CPI International, Inc.
811 Hansen Way
Palo Alto, CA 94303-1110 

Re: 

Registration Statement 333-130662;           shares of
common stock 

 

Ladies and Gentlemen: 

We have acted as counsel to CPI International, Inc., a Delaware corporation (the "Company"), in connection with the proposed issuance and sale by the Company of up to      shares of the Company's common stock, par value $0.01 per share (the "Common Stock"), pursuant to the Company's Registration Statement on Form S-1 filed with the Securities and Exchange Commission (the "Commission") on December  23, 2005, as amended (collectively, the "Registration Statement"), under the Securities Act of 1933, as amended (the "Act"). 

This opinion is being furnished in accordance with the requirements of Item 16(a) of Form S-1 and Item 601(b)(5) of Regulation S-K. 

In our capacity as counsel to the Company in connection with such registration, we are familiar with the proceedings taken by the Company in connection with the authorization, issuance and sale of the Common Stock. In addition, we have made such legal and factual examinations and inquiries, including an examination of originals or copies certified or otherwise identified to our satisfaction of such documents, corporate records and instruments, as we have deemed necessary or appropriate for purposes of this opinion. 

In our examination, we have assumed the legal capacity of all natural persons, the genuineness of all signatures, the authenticity of all documents submitted to us as originals, and the conformity to authentic original documents of all documents submitted to us as copies. 

We are opining herein as to the effect on the subject transaction only of the General Corporation Law of the State of Delaware, and we express no opinion with respect to the applicability thereto, or the effect thereon, of the laws of any other jurisdiction or, in the case of Delaware, any other laws, or as to any matters of municipal law or the laws of any local agencies within any state. 

Based on and subject to the foregoing, it is our opinion that (i) the Common Stock has been duly authorized and (ii) the Common Stock, upon issuance, delivery and payment therefor in the manner contemplated by the Registration Statement (as amended and supplemented through the date of issuance), will be validly issued, fully paid and nonassessable. 

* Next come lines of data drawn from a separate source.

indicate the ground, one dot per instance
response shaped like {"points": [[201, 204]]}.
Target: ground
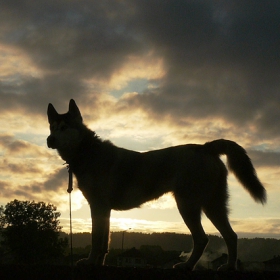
{"points": [[66, 272]]}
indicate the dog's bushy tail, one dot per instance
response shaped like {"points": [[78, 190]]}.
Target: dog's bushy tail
{"points": [[240, 164]]}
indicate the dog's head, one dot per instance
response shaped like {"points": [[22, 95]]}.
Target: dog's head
{"points": [[65, 134]]}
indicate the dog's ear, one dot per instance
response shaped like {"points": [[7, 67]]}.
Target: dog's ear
{"points": [[52, 114], [74, 111]]}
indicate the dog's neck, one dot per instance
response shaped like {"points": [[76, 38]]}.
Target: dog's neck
{"points": [[88, 147]]}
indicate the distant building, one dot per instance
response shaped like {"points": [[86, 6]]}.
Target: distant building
{"points": [[273, 264], [131, 258]]}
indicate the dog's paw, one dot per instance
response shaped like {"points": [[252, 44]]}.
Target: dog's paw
{"points": [[182, 265]]}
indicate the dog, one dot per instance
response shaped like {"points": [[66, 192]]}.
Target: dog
{"points": [[114, 178]]}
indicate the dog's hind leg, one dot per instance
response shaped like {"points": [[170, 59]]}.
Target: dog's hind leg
{"points": [[218, 216], [192, 217]]}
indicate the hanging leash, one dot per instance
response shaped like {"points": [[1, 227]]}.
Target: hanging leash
{"points": [[69, 190]]}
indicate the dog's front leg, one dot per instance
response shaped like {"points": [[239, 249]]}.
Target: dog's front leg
{"points": [[100, 236]]}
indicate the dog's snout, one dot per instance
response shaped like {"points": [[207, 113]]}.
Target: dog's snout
{"points": [[51, 142]]}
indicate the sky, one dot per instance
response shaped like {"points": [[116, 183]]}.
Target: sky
{"points": [[146, 74]]}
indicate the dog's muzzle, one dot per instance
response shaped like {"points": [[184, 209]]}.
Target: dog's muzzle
{"points": [[51, 142]]}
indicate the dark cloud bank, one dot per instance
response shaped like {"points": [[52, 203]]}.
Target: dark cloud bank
{"points": [[221, 58]]}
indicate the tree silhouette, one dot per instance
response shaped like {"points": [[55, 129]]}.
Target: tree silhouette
{"points": [[30, 232]]}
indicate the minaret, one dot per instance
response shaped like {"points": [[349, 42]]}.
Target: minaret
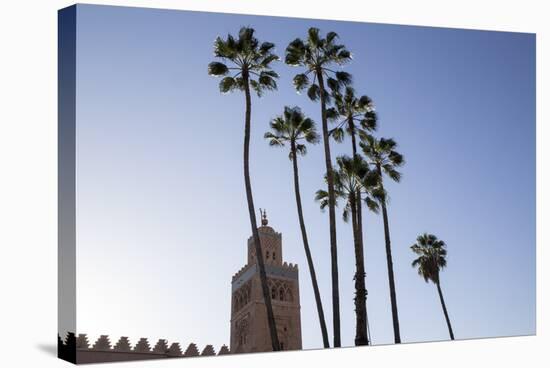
{"points": [[249, 328]]}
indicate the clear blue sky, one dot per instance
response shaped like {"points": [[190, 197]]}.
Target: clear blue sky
{"points": [[162, 221]]}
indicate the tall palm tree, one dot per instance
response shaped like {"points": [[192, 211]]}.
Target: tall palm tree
{"points": [[295, 129], [353, 116], [382, 155], [318, 55], [431, 260], [250, 68], [353, 176]]}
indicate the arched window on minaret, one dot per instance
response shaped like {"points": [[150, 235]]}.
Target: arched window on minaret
{"points": [[288, 295]]}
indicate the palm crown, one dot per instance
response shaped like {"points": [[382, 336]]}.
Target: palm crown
{"points": [[431, 256], [355, 113], [249, 62], [318, 55], [292, 127], [352, 176], [382, 154]]}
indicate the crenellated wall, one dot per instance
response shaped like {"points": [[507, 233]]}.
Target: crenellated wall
{"points": [[102, 350]]}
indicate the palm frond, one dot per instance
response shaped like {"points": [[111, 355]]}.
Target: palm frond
{"points": [[217, 69]]}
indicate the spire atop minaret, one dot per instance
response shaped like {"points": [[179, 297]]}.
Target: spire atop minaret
{"points": [[264, 217]]}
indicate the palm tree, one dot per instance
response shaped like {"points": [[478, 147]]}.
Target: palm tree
{"points": [[295, 129], [431, 260], [382, 155], [353, 115], [318, 55], [250, 68], [352, 177]]}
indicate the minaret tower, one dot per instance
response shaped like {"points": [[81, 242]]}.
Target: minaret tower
{"points": [[249, 328]]}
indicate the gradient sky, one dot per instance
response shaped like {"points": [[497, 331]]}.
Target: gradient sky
{"points": [[161, 212]]}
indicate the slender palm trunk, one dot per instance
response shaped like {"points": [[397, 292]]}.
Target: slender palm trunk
{"points": [[445, 311], [359, 206], [361, 337], [332, 217], [252, 214], [320, 312], [389, 260]]}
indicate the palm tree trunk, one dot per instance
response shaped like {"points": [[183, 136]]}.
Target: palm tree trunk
{"points": [[359, 206], [389, 260], [252, 214], [360, 292], [445, 311], [320, 312], [332, 217]]}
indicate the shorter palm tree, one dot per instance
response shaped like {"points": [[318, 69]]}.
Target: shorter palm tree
{"points": [[431, 260], [353, 177], [294, 128]]}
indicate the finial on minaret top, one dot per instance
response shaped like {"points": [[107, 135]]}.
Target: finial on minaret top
{"points": [[264, 217]]}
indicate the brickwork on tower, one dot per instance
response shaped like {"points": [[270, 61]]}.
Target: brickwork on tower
{"points": [[249, 328]]}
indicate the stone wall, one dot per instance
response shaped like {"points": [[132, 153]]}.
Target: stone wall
{"points": [[103, 350]]}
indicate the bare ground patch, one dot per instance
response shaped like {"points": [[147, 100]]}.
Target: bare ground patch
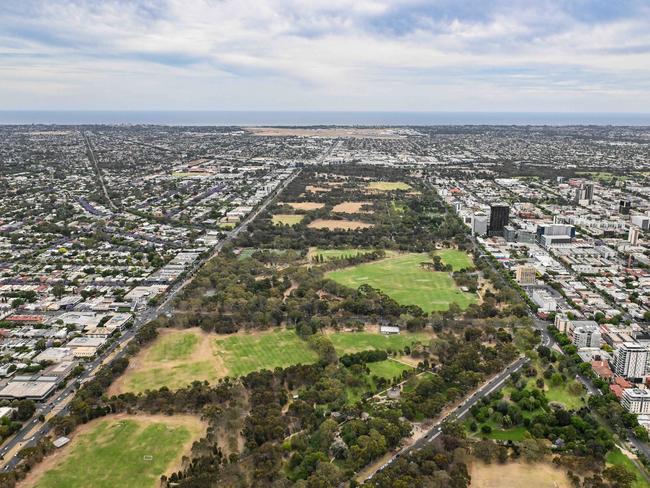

We consent to your filing this opinion as an exhibit to the Registration Statement and to the reference to our firm contained under the heading "Legal Matters." In giving this consent, we do not thereby admit that we are within the category of persons whose consent is required under Section 7 of the Act, the rules and regulations of the Commission promulgated thereunder, or Item 509 of Regulation S-K. 

This opinion letter is rendered as of the date first written above and we disclaim any obligation to advise you of facts, circumstances, events or developments which hereafter may be brought to our attention and that may alter, affect or modify the opinion expressed herein. Our opinion is expressly limited to the matters set forth above and we render no opinion, whether by implication or otherwise, as to any other matters relating to the Company or the Common Stock.